There are several reasons why people’s symptoms may improve while on a placebo. These reasons are being studied by researchers for verification and to learn more about the science behind the placebo effect.

  1. When someone is depressed, their symptoms tend to fluctuate. Some research participants may be getting better on their own.
  2. In research, there may be errors such as errors in the measurement of depressive symptoms. These mistakes may contribute to the appearance of a placebo response where none exists.
  3. The placebo effect, though little understood, is powerful. Our brain seems to have pathways for healing that are activated by expectation. Getting a treatment or medication can set up this expectation. This is similar to the way cognitive behavioral therapy helps people by activating more realistic, positive thought processes.

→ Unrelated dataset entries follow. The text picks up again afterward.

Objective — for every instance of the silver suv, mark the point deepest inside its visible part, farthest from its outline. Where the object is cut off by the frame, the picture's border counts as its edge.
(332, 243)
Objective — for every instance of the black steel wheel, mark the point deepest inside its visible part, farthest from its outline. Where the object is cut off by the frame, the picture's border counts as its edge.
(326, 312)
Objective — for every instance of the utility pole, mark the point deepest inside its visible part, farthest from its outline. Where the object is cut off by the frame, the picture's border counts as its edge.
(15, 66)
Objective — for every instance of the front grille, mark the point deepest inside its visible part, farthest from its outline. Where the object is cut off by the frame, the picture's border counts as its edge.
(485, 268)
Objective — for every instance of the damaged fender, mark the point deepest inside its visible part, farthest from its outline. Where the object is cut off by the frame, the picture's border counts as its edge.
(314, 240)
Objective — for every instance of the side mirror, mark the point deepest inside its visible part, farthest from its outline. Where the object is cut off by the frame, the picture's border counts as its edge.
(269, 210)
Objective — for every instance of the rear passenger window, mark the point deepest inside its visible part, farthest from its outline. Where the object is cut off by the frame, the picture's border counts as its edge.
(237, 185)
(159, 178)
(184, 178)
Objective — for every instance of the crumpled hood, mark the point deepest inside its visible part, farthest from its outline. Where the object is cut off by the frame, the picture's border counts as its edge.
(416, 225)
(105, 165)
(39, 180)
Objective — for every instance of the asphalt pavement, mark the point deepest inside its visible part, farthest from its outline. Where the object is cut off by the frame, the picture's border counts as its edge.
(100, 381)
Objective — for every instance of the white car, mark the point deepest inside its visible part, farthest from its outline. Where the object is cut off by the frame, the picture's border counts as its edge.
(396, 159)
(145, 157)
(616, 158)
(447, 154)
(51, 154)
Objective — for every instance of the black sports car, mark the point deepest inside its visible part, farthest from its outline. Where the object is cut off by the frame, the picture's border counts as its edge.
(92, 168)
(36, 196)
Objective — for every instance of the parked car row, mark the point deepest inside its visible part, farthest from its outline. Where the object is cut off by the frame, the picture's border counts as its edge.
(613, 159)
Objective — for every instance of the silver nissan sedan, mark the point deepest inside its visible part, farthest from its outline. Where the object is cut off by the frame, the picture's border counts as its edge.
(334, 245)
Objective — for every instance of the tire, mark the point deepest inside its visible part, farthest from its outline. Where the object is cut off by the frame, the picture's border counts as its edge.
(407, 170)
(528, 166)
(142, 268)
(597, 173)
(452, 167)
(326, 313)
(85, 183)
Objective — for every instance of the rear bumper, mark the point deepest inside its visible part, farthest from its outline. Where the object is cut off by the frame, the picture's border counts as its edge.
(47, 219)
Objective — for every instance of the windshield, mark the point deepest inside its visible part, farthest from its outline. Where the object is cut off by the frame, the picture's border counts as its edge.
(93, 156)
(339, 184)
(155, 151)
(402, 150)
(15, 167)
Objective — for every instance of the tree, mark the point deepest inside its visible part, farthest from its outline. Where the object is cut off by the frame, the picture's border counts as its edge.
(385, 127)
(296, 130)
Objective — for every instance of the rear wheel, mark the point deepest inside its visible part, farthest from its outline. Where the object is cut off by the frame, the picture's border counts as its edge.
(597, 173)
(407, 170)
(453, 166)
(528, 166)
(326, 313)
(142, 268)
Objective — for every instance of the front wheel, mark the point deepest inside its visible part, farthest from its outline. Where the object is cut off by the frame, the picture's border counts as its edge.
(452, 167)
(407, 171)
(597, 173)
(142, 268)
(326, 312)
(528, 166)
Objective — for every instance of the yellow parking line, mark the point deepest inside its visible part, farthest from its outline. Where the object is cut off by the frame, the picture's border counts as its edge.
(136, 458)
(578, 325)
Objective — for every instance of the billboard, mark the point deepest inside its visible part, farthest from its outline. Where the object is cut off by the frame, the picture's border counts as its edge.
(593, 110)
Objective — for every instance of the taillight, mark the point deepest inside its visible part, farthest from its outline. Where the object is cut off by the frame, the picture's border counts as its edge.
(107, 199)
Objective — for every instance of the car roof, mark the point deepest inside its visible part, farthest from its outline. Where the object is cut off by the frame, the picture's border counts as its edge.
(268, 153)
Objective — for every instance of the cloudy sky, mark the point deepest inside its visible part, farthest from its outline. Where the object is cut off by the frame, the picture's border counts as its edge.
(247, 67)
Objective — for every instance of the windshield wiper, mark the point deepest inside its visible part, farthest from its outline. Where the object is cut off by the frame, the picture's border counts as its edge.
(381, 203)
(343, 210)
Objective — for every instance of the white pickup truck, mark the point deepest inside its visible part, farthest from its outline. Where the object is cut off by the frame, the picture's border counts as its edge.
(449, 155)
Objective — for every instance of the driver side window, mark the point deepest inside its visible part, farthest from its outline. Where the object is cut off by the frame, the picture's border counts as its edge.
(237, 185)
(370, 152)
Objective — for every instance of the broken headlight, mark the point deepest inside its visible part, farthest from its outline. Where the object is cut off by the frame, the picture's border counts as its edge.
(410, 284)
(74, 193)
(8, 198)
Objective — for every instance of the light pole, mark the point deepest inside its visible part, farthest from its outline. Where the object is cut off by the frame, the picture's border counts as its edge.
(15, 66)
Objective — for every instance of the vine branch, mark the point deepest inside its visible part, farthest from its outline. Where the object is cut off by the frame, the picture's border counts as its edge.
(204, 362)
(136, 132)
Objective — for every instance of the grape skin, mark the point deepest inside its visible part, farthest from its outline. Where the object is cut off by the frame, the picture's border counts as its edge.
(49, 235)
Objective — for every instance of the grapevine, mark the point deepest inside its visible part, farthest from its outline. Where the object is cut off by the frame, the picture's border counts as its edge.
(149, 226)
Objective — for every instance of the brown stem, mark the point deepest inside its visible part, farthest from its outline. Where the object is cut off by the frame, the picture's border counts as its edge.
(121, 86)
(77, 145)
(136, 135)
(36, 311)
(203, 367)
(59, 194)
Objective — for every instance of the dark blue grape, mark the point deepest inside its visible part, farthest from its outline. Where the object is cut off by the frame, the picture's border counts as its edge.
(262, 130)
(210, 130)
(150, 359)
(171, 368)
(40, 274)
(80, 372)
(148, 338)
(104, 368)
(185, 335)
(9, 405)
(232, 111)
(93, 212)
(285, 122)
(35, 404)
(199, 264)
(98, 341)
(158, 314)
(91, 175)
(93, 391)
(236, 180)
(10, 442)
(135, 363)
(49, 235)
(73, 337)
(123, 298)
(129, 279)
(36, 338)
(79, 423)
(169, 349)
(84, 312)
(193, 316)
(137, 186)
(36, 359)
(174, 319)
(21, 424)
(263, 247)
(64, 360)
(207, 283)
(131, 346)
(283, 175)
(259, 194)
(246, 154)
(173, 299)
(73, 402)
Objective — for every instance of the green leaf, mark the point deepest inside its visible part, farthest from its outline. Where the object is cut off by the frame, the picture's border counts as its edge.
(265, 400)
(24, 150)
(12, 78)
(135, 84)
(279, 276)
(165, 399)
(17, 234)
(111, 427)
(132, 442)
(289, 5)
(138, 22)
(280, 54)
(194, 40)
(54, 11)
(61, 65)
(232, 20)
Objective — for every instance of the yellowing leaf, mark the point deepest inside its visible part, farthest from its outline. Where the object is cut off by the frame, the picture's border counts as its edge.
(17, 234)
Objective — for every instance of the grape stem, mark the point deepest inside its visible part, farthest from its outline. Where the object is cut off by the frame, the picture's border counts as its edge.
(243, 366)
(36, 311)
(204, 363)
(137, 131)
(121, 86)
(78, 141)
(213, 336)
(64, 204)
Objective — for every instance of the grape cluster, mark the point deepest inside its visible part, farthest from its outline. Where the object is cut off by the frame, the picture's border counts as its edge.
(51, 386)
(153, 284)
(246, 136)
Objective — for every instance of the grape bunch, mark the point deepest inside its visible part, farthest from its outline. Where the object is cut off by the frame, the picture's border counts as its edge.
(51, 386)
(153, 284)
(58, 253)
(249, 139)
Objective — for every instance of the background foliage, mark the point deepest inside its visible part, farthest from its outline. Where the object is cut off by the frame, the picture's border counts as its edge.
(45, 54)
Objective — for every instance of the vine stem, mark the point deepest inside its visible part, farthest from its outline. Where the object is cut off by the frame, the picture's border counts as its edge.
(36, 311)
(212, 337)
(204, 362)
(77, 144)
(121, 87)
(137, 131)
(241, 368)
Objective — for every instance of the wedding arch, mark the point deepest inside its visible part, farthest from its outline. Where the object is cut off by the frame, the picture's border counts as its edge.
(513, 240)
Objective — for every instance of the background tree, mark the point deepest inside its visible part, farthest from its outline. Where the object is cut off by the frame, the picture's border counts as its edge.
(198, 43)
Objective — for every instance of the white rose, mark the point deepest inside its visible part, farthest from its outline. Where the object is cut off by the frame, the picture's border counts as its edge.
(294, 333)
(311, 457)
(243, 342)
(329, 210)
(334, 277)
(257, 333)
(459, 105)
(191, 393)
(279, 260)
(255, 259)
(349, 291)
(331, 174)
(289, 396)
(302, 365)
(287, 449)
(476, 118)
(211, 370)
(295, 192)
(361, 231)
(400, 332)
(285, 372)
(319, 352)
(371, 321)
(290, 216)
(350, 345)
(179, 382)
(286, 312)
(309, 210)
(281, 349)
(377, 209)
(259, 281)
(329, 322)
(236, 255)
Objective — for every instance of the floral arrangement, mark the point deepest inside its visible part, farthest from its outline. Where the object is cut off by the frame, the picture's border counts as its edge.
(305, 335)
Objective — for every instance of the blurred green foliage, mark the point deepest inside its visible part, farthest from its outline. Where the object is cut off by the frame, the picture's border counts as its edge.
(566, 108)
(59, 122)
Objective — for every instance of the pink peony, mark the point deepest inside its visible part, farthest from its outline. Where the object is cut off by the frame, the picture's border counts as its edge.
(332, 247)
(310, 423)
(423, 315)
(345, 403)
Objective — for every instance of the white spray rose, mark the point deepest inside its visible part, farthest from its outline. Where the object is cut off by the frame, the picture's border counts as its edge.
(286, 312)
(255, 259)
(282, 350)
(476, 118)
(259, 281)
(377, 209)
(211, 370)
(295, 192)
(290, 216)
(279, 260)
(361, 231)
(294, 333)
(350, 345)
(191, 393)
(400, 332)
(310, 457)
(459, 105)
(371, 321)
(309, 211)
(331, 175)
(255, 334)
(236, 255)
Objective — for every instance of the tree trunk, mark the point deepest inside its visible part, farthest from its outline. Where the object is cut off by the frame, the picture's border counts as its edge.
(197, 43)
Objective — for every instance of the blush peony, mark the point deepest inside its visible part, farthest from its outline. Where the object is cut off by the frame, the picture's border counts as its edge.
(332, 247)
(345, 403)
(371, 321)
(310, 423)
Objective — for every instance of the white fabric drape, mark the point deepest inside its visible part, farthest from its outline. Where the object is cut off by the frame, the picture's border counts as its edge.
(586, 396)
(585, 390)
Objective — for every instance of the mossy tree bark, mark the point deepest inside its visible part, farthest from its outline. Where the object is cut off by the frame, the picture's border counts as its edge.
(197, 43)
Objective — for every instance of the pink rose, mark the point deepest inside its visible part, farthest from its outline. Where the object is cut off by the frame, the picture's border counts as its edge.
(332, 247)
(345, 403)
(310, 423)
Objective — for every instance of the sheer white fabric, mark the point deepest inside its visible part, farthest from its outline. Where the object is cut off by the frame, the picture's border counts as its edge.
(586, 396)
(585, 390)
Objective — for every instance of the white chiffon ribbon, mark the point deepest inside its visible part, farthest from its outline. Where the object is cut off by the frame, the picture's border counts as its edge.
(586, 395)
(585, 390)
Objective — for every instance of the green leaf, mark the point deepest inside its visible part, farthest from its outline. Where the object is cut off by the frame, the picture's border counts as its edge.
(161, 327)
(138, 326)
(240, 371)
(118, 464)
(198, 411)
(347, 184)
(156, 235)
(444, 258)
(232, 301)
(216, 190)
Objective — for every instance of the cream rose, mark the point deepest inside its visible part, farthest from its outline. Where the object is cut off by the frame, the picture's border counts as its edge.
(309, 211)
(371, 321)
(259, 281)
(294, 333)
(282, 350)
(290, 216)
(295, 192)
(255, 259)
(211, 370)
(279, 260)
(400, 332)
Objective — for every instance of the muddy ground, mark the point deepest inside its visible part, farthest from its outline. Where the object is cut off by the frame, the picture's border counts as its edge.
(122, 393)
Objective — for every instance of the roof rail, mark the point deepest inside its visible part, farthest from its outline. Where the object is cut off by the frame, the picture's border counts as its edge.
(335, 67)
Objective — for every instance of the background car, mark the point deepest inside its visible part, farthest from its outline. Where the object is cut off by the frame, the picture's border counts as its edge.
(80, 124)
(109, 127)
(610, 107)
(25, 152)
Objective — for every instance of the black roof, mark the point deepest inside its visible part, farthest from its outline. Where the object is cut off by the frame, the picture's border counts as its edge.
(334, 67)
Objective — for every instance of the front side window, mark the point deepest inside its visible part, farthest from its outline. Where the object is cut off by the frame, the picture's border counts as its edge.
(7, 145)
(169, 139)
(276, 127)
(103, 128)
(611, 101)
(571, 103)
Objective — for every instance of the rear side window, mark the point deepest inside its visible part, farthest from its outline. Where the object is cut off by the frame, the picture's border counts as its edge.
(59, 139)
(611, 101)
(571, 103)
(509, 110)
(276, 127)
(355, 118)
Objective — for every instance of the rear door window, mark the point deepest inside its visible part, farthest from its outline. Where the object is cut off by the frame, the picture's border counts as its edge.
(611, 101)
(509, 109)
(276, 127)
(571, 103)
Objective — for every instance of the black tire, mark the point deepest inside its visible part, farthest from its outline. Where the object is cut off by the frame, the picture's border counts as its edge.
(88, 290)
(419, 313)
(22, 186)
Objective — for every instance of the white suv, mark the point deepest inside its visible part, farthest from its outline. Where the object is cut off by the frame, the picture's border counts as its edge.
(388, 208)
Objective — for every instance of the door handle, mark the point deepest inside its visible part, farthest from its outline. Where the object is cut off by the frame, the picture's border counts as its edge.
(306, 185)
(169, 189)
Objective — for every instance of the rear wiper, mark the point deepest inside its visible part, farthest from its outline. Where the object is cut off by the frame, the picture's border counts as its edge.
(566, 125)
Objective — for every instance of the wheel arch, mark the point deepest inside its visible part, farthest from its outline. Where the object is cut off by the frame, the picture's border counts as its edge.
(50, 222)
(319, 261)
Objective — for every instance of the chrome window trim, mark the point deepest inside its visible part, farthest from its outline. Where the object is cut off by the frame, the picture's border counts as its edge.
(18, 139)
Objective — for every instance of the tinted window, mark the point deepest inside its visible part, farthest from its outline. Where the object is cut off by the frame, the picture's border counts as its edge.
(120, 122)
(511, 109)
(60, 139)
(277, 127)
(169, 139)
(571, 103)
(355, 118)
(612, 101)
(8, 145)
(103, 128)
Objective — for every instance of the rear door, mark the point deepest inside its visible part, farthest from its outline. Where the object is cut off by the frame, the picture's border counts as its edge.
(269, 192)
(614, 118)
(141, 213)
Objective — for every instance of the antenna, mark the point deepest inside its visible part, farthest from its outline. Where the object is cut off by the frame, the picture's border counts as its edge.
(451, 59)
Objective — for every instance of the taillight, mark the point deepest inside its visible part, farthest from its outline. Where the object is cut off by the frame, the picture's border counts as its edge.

  4. Research has already determined that the placebo effect creates changes in the brain’s activity. For instance, individuals on placebo pain medication actually produced more natural pain reducing chemicals in their brain. After some Parkinson’s patients received a placebo treatment, their brains manufactured more dopamine, reducing their tremors.
  5. The doctor-patient interactions that occur during drug trials are believed to influence the placebo effect. When depressed people enter a clinical trial, they are going somewhere each week usually after being isolated and lethargic. They interact with doctors and lab clinicians who show interest in their well being. Often, an empathic person meets with participants one-on-one to find out how they are doing, more interaction that most people get when receiving medications from their doctor.

So in a research trial, an antidepressant doing as well as a placebo does not mean the antidepressant is doing as well as nothing. The expectation effect, brain changes, and face-to-face interventions that come with placebo use are each something. Understanding these somethings may improve all our lives.